Department of Biosciences


Publication details for Prof PJ Hussey

Craddock, Christian P., Adams, Nicolette, Kroon, Johan T.M., Bryant, Fiona M., Hussey, Patrick J., Kurup, Smita & Eastmond, Peter J. (2016). Cyclin-dependent kinase activity enhances phosphatidylcholine biosynthesis in Arabidopsis by repressing phosphatidic acid phosphohydrolase activity. The Plant Journal

Author(s) from Durham


Coordination of endomembrane biogenesis with cell cycle progression is considered to be important in maintaining cell function during growth and development. We previously showed that disruption of PHOSPHATIDIC ACID PHOSPHOHYDROLASE (PAH) activity in Arabidopsis thaliana stimulates biosynthesis of the major phospholipid phosphatidylcholine (PC) and causes expansion of the endoplasmic reticulum.
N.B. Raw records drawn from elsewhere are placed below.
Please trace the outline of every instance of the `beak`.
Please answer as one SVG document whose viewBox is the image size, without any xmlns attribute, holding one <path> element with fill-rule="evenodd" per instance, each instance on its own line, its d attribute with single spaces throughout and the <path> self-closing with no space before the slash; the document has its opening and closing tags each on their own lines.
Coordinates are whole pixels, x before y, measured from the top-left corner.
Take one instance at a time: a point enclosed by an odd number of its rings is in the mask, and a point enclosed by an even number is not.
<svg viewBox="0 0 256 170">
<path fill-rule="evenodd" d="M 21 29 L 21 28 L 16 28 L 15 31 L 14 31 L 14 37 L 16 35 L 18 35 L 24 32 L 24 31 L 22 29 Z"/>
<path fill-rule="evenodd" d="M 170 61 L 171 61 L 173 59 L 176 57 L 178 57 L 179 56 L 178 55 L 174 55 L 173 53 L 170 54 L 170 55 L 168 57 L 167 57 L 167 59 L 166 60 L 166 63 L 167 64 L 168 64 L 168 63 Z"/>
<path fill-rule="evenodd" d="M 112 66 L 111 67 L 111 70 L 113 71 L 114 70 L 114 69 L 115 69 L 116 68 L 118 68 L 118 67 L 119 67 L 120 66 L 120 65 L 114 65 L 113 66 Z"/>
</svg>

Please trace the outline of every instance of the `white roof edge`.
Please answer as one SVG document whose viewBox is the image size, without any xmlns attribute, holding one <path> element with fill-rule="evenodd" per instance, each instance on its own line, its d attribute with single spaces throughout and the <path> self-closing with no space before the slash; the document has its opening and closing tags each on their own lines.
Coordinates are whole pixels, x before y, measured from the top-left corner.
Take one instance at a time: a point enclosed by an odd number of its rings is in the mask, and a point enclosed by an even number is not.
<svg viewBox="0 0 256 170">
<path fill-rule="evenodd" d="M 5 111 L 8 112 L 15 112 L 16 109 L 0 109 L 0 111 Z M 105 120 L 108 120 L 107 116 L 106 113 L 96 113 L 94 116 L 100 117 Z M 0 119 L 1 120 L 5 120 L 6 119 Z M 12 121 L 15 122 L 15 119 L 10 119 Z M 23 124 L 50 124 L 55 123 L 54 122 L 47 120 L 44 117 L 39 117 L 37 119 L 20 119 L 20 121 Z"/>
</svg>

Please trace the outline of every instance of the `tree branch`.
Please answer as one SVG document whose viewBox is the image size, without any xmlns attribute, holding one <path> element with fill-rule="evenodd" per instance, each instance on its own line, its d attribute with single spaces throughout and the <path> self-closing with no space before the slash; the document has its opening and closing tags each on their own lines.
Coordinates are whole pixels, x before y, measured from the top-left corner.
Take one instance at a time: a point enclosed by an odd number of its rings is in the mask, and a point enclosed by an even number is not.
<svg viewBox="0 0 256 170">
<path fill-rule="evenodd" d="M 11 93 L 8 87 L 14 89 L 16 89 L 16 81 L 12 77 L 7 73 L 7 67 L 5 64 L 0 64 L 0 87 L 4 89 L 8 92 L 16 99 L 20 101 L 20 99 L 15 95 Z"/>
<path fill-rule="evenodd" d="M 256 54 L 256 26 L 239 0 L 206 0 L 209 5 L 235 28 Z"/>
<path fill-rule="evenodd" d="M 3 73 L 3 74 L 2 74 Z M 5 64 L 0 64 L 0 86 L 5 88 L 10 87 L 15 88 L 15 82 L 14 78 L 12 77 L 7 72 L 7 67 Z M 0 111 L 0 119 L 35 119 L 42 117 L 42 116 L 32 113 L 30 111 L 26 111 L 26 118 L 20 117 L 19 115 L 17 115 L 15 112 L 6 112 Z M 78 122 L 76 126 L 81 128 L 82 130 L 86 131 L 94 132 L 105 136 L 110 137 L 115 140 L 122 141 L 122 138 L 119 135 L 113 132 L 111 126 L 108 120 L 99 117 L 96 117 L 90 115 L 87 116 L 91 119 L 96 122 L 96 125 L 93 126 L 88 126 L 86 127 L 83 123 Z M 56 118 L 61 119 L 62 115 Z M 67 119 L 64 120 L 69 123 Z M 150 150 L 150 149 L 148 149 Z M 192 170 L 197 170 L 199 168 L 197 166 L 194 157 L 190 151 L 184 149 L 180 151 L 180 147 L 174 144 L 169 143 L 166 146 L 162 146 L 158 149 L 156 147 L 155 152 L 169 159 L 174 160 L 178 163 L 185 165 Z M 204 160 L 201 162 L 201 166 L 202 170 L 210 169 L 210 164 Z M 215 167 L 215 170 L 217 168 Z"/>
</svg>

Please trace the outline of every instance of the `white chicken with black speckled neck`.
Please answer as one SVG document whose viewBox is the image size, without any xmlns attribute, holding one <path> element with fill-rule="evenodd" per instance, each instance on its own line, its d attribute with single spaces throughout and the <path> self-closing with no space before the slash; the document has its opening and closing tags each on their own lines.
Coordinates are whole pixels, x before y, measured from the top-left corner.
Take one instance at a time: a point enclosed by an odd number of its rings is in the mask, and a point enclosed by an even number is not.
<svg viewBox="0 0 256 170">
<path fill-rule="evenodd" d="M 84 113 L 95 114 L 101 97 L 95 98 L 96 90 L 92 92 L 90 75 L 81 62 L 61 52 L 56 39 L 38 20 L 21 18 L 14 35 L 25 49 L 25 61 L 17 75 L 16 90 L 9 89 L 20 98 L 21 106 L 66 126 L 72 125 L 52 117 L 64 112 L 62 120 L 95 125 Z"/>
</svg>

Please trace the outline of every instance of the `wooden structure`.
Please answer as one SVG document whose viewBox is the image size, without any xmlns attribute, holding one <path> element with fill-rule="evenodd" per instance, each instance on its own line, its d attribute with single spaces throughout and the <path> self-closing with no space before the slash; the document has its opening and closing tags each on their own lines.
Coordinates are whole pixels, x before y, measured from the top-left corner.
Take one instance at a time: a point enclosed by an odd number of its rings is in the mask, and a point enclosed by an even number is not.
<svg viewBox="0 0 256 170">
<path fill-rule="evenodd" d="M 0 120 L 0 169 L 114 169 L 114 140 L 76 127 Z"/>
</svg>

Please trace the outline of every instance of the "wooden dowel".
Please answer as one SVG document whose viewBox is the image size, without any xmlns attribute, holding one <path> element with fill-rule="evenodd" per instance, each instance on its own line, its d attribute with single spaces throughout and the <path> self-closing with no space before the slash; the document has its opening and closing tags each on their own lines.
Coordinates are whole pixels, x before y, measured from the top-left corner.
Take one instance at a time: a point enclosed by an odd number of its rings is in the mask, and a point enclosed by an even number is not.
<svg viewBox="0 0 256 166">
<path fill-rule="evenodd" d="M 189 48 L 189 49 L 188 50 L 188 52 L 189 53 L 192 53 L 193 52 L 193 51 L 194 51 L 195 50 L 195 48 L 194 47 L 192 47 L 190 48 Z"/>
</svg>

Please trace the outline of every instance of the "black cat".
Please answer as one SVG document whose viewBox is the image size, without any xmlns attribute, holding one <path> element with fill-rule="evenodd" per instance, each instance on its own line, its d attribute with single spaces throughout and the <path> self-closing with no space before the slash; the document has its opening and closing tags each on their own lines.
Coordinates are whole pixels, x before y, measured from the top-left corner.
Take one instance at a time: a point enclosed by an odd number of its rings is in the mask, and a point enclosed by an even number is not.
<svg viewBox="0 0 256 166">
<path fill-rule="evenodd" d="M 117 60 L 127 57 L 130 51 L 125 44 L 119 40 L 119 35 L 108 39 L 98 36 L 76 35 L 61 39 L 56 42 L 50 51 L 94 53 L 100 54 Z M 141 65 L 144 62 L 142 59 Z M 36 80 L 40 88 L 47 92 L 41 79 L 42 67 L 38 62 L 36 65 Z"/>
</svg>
Here we show that PC biosynthesis is repressed by disruption of the core cell cycle regulator CYCLIN-DEPENDENT KINASE A;1 (CDKA;1) and that this repression is reliant on PAH. Furthermore, we show that CDKs phosphorylate PAH1 at serine 162, which reduces both its activity and membrane association. Expression of a CDK-insensitive version of PAH1 with a serine 162 to alanine substitution represses PC biosynthesis and also reduces the rate of cell division in early leaf development. Together our findings reveal a physiologically important mechanism that couples the rate of phospholipid biosynthesis and endomembrane biogenesis to cell cycle progression in Arabidopsis.